Justin would have sooner accepted demonic possession, would have preferred to be left behind in the Abandoned World. But under the circumstances, he had no moral force with which to refuse. He closed his eyes, swallowed, and nodded. “As you wish, Mrs. Striker.”
“Oh good.” She led him back to her husband. Nikola silently handed Justin his shirt and shoes, then started buttoning his own shirt. Mrs. Striker produced a picnic basket, of all things, from behind a tree. She spread the blanket from it and sat with her legs folded to one side.
“Wisteria.” Nikola found his voice at last. “I am so very sorry. I don’t know what came over me – it wasn’t Comfrey’s fault at all, I—”
“You know, perhaps it would save some time if I went first.” Mrs. Striker patted the blanket in invitation. “You both seem to be under the misapprehension that I am dreadfully upset. I am not, in fact, upset at all. Well, I suppose if I thought about it I could be a trifle upset with you, Nikola, because you gave me to understand you were uninvolved with anyone other than me and I am confused as to why you’d mislead me on this point. But you could make me forget all about that in five seconds by kissing each other again, because the two of you making love has been one of my favorite fantasies for the last eight months and it’s even better in reality than it was in my imagination.”
With some hesitation, Justin had approached the blanket as she spoke. By the time she was done, he did not so much sit as collapse onto one corner, staring slack-jawed at her.
Nikola sat as well, blushing furiously. “Wisteria – I – you…truly?”
“Yes. And I apologize if I am not supposed to admit that, but not talking about things does not seem to be working for any of us so I thought perhaps we could try the converse for a bit and see how that goes?”
Justin was still trying to wrap his mind around this. “So…you were watching us – and not interrupting – because you were enjoying it?”
“Yes. That is, at first I didn’t interrupt because I was so surprised. I had not expected to see anything of the kind, well, ever. But mostly because I thought if I said anything, you’d stop and I didn’t want you to,” she answered, matter-of-fact. “I was rather frustrated that you stopped anyway. That the cessation was intended for my benefit seems particularly unfair.”
With one hand against the blanket, Justin leaned on his arm for support and blinked at her in a wordless stupor.

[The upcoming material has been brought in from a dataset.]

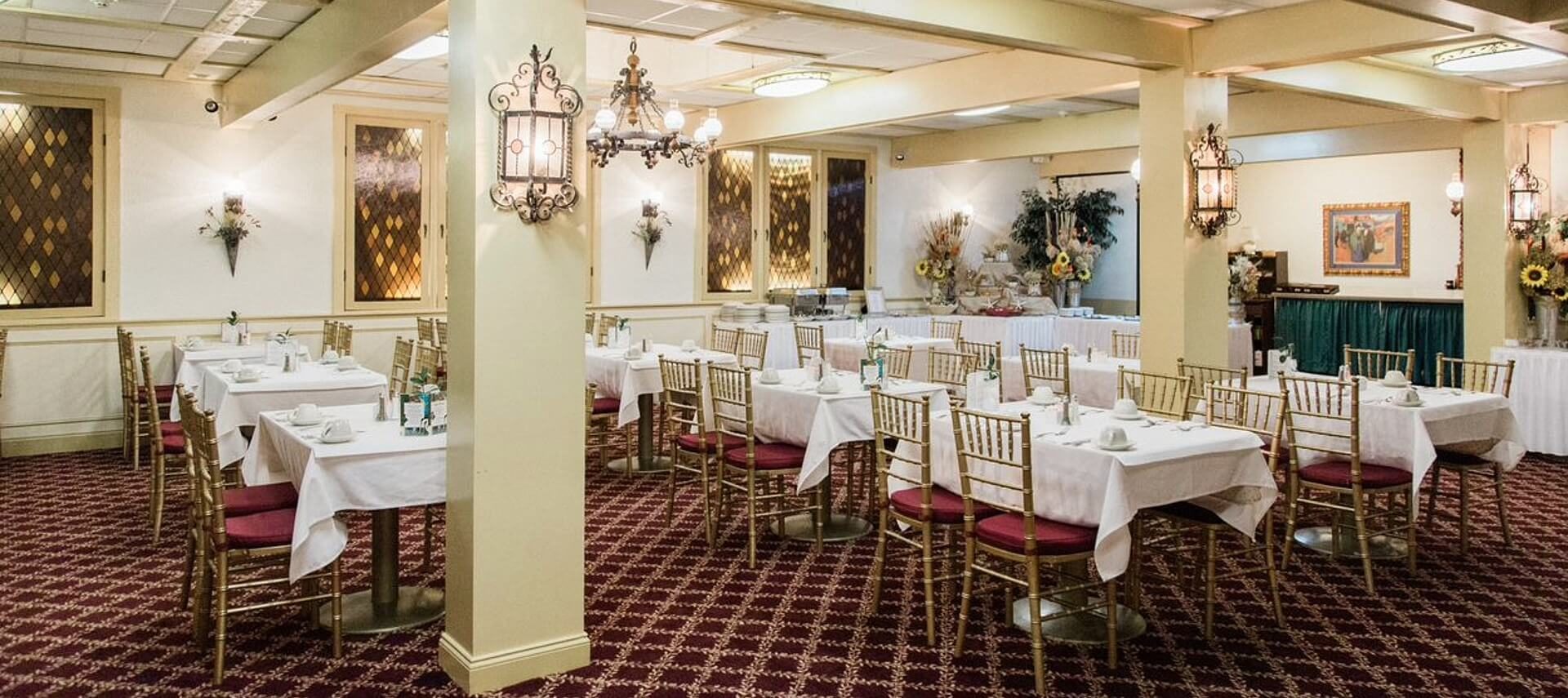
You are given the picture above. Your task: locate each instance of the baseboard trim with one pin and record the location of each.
(27, 446)
(499, 670)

“…why would you fantasize about us?” Nikola asked plaintively.
“Have you looked at yourselves? Why wouldn’t I fantasize about you?” Mrs. Striker said, as if that were an explanation. “Why did you never tell me you had a tendre for Lord Comfrey when we were discussing extramarital affairs?”

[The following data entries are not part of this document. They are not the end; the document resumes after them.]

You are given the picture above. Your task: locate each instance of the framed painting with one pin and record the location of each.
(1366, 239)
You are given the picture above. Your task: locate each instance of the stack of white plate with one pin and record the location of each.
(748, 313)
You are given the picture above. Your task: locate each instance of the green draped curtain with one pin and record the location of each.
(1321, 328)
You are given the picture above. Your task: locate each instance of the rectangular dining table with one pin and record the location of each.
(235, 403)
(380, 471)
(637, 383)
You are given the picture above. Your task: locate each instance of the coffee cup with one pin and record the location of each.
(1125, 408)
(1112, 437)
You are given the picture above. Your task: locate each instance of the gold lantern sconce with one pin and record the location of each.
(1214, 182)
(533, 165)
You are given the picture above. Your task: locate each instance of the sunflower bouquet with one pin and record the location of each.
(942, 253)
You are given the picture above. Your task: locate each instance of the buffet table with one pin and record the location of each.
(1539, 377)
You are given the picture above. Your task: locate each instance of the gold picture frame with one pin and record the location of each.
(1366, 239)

This penetrated Justin’s stupor. “You discussed extramarital affairs?”
“Wisteria talks about everything,” Nikola said. “It’s one of her best features. Wisteria, I didn’t tell you about him because we weren’t involved. That is, er, we broke it off prior to the engagement.”

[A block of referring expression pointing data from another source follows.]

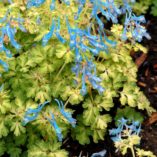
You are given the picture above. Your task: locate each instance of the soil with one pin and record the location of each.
(147, 81)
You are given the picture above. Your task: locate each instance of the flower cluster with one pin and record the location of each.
(125, 130)
(107, 8)
(133, 24)
(55, 29)
(38, 3)
(56, 127)
(8, 31)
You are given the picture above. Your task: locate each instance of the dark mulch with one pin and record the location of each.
(147, 81)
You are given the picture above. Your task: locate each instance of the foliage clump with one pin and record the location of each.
(61, 50)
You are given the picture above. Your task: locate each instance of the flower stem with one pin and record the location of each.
(61, 69)
(132, 151)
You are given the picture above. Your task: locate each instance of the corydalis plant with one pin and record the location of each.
(126, 135)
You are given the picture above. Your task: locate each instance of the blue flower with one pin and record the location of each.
(5, 65)
(125, 129)
(133, 24)
(55, 29)
(34, 3)
(52, 6)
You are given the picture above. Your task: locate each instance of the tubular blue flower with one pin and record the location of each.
(5, 65)
(67, 2)
(34, 3)
(52, 6)
(67, 115)
(99, 154)
(10, 33)
(55, 29)
(126, 7)
(133, 24)
(48, 36)
(57, 32)
(56, 127)
(80, 8)
(125, 130)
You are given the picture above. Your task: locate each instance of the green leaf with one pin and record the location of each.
(2, 147)
(3, 129)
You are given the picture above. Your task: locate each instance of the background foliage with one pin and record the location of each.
(37, 74)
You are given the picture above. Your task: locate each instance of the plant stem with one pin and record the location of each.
(132, 151)
(60, 71)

“Just prior to the engagement,” Justin muttered with a trace of bitterness. His usual self-censors must have been shocked into dysfunctionality; under normal circumstances he could not imagine saying a word about any of this.
“Did you break because of the engagement?” the dark-haired woman asked.
“…sort of. Comfrey feared you’d expose us if you found out, and I didn’t want to keep it secret from you if the affair were still ongoing.”
“How very awful.” Mrs. Striker turned to Justin and covered his hand with hers. “I would never expose you, my lord, I swear it. I would never let anything unpleasant happen to you, ever, if it were in my power to prevent it.”
Justin stared at her hand over his. How can she say that? She should hate me for what I’ve done, what I am. How can she wish to protect me instead? “Am I dreaming?”
“You know, that was my first thought too?” She squeezed his hand. Her grip felt warm and solid. “I am confident we are not.”